Rauvolfia africaine (Bois amer)
Rauvolfia vomitoria
Vue d'ensemble
Rauvolfia vomitoria, le « bois amer » — akata en Côte d'Ivoire et au Bénin, kpatin au Togo, mboma au Gabon, mukulu en République démocratique du Congo — est un arbuste ou petit arbre de la famille des Apocynacées, présent des forêts galeries du Sénégal jusqu'au bassin du Congo. Il porte des feuilles verticillées par trois ou quatre, de petites fleurs blanches en cymes et des drupes rouges puis noires. C'est l'écorce de la racine, franchement amère, qui concentre les composés actifs.
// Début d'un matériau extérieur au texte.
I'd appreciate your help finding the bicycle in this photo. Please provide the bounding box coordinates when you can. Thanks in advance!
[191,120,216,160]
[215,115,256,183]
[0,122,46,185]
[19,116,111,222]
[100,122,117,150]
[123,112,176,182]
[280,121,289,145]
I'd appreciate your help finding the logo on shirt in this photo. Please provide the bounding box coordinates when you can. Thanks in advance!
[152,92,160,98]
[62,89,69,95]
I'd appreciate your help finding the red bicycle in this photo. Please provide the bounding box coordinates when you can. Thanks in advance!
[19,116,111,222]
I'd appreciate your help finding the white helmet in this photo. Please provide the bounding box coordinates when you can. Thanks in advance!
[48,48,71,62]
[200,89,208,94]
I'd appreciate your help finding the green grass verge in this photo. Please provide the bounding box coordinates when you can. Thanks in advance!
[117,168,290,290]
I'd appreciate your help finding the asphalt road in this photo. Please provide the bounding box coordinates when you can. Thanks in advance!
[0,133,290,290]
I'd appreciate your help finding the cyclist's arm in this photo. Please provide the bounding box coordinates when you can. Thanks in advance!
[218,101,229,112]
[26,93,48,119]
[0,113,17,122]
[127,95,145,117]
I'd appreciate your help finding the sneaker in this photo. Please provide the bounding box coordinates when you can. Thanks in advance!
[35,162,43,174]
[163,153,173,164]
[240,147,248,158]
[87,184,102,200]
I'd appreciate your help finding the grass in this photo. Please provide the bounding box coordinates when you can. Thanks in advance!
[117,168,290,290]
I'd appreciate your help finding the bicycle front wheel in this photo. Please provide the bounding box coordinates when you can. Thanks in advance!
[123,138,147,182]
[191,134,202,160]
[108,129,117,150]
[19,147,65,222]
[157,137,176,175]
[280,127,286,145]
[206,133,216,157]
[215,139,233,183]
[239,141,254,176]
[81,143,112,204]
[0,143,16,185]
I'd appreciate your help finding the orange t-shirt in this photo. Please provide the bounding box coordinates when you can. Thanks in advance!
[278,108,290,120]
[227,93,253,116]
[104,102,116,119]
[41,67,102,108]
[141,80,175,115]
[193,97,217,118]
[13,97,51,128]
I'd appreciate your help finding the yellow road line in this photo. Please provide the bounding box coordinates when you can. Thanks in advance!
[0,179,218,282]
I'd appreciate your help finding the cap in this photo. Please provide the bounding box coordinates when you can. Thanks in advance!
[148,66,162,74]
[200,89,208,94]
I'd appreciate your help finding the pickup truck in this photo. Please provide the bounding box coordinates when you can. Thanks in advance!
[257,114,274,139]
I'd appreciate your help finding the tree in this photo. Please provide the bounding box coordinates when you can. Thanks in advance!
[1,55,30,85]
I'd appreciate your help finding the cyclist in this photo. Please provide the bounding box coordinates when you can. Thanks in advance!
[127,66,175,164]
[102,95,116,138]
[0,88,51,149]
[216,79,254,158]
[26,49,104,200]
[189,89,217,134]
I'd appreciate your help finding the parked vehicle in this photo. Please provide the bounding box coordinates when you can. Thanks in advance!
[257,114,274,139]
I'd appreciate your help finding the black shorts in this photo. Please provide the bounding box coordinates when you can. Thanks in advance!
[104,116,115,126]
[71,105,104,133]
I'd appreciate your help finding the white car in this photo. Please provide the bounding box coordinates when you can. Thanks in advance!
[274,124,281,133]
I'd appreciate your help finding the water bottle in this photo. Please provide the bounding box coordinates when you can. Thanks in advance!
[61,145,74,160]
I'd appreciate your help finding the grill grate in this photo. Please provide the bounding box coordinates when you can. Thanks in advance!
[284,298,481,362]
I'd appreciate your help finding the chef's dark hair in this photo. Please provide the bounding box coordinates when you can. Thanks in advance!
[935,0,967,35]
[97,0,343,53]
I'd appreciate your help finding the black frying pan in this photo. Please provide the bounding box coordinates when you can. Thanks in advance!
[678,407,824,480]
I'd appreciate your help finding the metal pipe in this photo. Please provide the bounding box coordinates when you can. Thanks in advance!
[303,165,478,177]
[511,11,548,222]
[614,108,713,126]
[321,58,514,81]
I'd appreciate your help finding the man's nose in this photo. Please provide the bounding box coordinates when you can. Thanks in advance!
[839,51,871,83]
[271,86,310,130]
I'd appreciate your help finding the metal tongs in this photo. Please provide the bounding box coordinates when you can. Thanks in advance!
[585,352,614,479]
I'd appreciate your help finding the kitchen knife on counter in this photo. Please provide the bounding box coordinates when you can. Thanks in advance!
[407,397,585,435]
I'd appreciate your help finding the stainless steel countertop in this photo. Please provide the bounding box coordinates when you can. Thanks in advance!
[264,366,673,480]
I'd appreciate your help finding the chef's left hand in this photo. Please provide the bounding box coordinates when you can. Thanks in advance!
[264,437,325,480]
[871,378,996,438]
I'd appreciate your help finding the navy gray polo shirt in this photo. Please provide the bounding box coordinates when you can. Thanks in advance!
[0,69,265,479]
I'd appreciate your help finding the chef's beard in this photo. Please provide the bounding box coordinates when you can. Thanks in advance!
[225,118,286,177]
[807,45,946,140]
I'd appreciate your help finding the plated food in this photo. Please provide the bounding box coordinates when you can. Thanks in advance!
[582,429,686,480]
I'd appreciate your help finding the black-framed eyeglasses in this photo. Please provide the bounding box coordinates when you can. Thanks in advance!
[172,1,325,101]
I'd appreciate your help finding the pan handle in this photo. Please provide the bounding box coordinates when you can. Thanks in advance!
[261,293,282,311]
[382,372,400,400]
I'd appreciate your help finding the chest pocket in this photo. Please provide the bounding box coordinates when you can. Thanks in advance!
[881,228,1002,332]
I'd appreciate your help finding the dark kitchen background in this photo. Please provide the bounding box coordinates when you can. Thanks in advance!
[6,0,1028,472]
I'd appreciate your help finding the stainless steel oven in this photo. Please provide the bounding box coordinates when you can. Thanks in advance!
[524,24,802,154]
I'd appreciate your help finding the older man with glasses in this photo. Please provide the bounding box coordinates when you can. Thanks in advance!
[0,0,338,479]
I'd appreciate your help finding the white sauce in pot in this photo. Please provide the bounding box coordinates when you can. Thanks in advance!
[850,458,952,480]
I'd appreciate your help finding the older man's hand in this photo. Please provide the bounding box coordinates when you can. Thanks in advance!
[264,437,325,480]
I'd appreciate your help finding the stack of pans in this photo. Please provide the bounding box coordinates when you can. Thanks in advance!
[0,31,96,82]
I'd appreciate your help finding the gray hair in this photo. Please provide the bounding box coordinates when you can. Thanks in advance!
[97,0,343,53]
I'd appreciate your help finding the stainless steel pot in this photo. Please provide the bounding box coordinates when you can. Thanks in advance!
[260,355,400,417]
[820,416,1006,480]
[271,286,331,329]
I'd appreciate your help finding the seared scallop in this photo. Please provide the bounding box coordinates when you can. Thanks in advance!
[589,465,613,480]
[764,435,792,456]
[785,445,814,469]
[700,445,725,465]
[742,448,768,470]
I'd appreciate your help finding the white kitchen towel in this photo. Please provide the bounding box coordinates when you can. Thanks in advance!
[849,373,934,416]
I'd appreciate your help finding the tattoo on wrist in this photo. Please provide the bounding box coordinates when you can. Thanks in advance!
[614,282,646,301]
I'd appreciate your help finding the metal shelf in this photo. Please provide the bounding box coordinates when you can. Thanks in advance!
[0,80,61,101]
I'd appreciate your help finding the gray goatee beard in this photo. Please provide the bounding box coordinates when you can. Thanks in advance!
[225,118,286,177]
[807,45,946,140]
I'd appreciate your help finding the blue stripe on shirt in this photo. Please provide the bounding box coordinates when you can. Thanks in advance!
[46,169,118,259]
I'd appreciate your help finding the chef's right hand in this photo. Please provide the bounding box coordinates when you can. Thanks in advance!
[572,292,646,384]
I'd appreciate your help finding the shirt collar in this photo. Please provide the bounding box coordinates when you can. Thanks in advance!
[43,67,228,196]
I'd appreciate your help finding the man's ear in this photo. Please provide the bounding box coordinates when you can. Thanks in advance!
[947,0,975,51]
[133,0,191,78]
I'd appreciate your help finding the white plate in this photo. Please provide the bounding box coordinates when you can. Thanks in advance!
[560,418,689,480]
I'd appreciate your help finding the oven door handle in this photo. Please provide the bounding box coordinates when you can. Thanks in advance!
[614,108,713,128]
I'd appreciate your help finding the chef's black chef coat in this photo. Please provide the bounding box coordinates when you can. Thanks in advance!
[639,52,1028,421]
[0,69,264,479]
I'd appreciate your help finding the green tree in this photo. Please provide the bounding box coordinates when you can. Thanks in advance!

Cette plante occupe une place à part dans l'histoire de la médecine : c'est du genre Rauvolfia qu'a été isolée en 1952 la réserpine, premier antihypertenseur véritablement efficace et l'une des molécules qui ont ouvert l'ère des neuroleptiques. L'espèce africaine vomitoria est devenue la principale source commerciale mondiale de réserpine, exportée depuis les années 1950 du Nigeria, de la Côte d'Ivoire et de la République démocratique du Congo. La réserpine bloque le transporteur vésiculaire des monoamines et vide progressivement les réserves de noradrénaline, ce qui abaisse la pression artérielle et ralentit le cœur. Dans les pharmacopées ouest-africaine et d'Afrique centrale, la décoction d'écorce de racine est employée contre l'hypertension, l'insomnie et l'agitation, ainsi que dans les suites de couches et les troubles du cycle — un usage gynécologique qui explique son inscription au pilier fertilité mais qui la rend d'autant plus dangereuse en cas de grossesse méconnue. Cette double identité, médicament de référence d'un côté et remède de tradipraticien de l'autre, est précisément ce qui rend la plante délicate. La teneur en alcaloïdes de la racine varie fortement selon l'âge du plant, la saison et le sol, si bien qu'une décoction domestique délivre une dose imprévisible d'une molécule dont la marge thérapeutique est étroite.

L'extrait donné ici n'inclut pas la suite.